I suggest that the above indicates a bug somewhere.

Cheers and thanks,
Stephen Davies


On Thursday 21 February 2008 20:50, Richard Huxton wrote:
> Stephen Davies wrote:
> > Attached is the "document" in question.
> >
> > Searches for "norwegian", "thesaurus" and "statement" give good results.
> > A search for "database" gives the plain text from the beginning.
>
> Seems OK here - might need to look at your configuration settings.
> http://www.postgresql.org/docs/8.3/static/textsearch-debugging.html
>
> I'll make sure I've got a clean setup here and re-run the test.
>
>
> SELECT ts_headline(t, to_tsquery('database')) FROM tsearch_test;
>                                                ts_headline
> ---------------------------------------------------------------------------
>---------------------------- <b>database</b> (using a 2 KB page) to a Large
> File Support (LFS) <b>database</b> (using an 8 KB page
> (1 row)

--
========================================================================
This email is for the person(s) identified above, and is confidential to
the sender and the person(s).  No one else is authorised to use or
disseminate this email or its contents.

Stephen Davies Consulting                            Voice: 08-8177 1595
Adelaide, South Australia.                             Fax: 08-8177 0133
Computing & Network solutions.                       Mobile:0403 0405 83

Re: ts_headline

From
Richard Huxton
Date:
Stephen Davies wrote:
> I just spotted the difference between your test and mine.
>
> My query says:
>
> select ts_headline(abstract,to_tsquery('english','database'),'minWords = 99,
> maxWords = 999') from document where id=21;
>
> where your equivalent does not include the 'english' arg.
>
> If I take out the 'english' from this query, I get the same result as you.

What does this give you:
   show default_text_search_config;
I get pg_catalog.english and the same result for the query whether I use:
    to_tsquery('english','database')
or to_tsquery('pg_catalog.english','database')
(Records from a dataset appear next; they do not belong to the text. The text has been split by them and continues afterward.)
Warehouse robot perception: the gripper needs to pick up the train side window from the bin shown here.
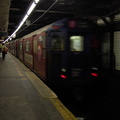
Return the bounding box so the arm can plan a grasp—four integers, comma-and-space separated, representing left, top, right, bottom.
26, 41, 30, 52
19, 42, 22, 50
70, 36, 84, 52
51, 35, 64, 51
Could you be picking up a bad "english" configuration (see \dF)?

> However, the following returns zero rows:
>
> select title,author,ts_headline(abstract,to_tsquery('database') from document
> where clob @@ to_tsquery('database')

I take it "clob" matches "abstract"?

> It gets more interesting:
>
> select title,author,ts_headline(abstract,to_tsquery('database') from document
> where clob @@ to_tsquery('english','database')
>
> returns the "correct" result - one row with the expected headline.

Now that *is* strange. ts_headline() works without specifying 'english'
but the actual search works the other way.

> select title,author,ts_headline(abstract,to_tsquery('english','thesaurus')
> from document where clob @@ to_tsquery('english','thesaurus')
>
> also returns the "correct" result.
>
> I suggest that the above indicates a bug somewhere.

Could be - it'd be good to rule out a bad config. You might have an
unexpected list of stopwords or similar.

Let's try:
  SELECT ts_debug('the database and thesaurus');
  SELECT ts_debug('english', 'the database and thesaurus');
  SELECT ts_debug('pg_catalog.english', 'the database and thesaurus');
I'd expect "the", "and" to be stripped out as stopwords and the other
two to get through (database stemmed to "databas").


--
   Richard Huxton
   Archonet Ltd

Re: ts_headline

From
Stephen Davies
Date:
OK. The first level explanation is that my default config is "simple".
This explains the different query results as "english" reduces "database" to
"databas" while "simple does not reduce it at all.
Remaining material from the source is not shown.